Memories of my childhood and colourful culture were weaved through the dishes my mom prepared. Years later, in my own home, I started cooking and baking for my family. I repeated many of the cooking rituals I’d observed my mom doing. In some way, it offered consistency and comfort in our lives.
The Comparison Trap
Somewhere between the time my father passed, and my siblings and I left home, something shifted. One by one we started our own families, my mom slowly tapered down cooking. Eventually, the cooking and baking baton transferred to my older sister. She’d skillfully evolved the basic cooking skills we’d learned in childhood. She added new recipes to our family favourites. Desserts like peppermint chocolate pudding, banana caramel tart, aromatic lamb curry, and flaky chicken mushroom pie became holiday favourites.
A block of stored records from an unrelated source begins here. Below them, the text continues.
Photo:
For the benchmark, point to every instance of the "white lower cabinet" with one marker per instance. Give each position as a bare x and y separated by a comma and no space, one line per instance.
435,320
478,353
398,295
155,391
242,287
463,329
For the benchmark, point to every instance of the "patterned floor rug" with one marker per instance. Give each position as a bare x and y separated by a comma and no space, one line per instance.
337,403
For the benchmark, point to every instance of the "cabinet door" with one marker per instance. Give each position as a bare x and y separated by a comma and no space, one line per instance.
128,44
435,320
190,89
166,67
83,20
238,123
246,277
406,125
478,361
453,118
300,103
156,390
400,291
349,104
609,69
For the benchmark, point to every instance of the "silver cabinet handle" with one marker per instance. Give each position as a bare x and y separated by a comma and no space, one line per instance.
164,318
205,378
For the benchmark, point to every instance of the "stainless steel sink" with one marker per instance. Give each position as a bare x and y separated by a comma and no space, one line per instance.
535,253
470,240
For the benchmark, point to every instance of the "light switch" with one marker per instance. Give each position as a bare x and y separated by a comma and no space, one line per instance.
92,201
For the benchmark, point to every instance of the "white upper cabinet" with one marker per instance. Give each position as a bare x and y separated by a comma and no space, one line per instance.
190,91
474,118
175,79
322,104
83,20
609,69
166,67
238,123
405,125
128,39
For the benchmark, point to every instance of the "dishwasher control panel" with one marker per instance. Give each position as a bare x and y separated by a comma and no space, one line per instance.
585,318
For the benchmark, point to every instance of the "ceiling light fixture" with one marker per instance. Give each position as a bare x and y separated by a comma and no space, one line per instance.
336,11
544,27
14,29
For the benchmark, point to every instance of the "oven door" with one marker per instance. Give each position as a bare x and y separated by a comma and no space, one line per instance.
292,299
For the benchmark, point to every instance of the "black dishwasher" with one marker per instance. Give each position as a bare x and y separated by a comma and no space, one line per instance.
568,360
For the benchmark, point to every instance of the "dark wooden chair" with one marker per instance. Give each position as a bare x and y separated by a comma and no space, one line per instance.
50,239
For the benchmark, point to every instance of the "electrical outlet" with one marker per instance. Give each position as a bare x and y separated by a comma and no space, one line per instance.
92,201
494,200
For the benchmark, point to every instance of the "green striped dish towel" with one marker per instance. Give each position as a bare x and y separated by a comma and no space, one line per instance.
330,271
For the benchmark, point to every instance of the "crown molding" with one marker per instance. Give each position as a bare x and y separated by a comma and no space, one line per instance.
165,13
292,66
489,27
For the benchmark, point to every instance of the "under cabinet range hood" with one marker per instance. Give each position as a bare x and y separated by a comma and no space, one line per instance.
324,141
Next to her culinary delights, anything the rest of us did seemed to pale in comparison. Without realising it, the simple joy for baking weaved into my ‘not good enough’ story. Later, in the busy world of motherhood, school runs, managing a busy family and home that followed, cooking became a burden. Whatever was quick and easy became the yardstick I used for family meal prep.
This went on for years until one day, amid the global pandemic while exploring new ways to embrace midlife to the fullest, something shifted.
The Impact of the Pandemic on My Joy for Baking
It was just before the Spring of 2021. All around us families and loved ones were isolated in grief and loss that overshadowed the world. Each week news flooded in of one more person we knew of, succumbing to the merciless grip of death. Because of lockdown and social distancing, I couldn’t attend funerals, or visit anyone. The option to run to the store to pick up flowers and a card and drop them off was gone. I felt helpless to soothe the heartbreak echoing through our communities.
‘What can I do to help? What can I do to lift the spirit of people all around me? There has to be something!
The Nudge to Bake
An idea slowly formed to go into my kitchen and start… baking. Nothing fancy. Just simple baking the way I did in my teens. I started with the butter biscuits and then added chocolate chips, shredded coconut, and nuts. Next, I tried Anna Olson’s Almond and Cranberry biscotti as well as Fatima Sydow’s Hertzoggies (coconut and jam tarts). Family and friends sent an assortment of banana bread recipes. I experimented with each. Eventually, a dear friend, sent a recipe that contained all the elements I was looking for. Specifically, a deliciously flavourful and moist banana bread. My daughters’ mini round baking tins came in handy. I filled these with the sweet sticky, banana-infused dough that produced lovely dome cakes, perfect for breakfast or afternoon treats for two.
The Joy of Baking Returned
As I immersed myself in baking, thoughts of comparing my skills to anyone else faded. Standing at the kitchen counter, I measured and sifted flour, beat butter and sugar, and added eggs and vanilla extract. While doing so, I whispered quiet prayers for the people who’d receive the baked treats. I crushed almonds and pecans and diced dried cranberries. As I folded chocolate chips into slathers of cookie dough, I prayed. That people would know they were not alone in their grief and sorrow. I started to bake once again, from the heart. And there, in my kitchen among the flour, sugar, butter, and eggs, my joy for baking and cooking returned.
Right there, in the middle of the pandemic, social isolation and lockdown, the kitchen became a refuge and place of comfort. With time suddenly slowing down and the rush to get through meal preparation easing, I started enjoying cooking again.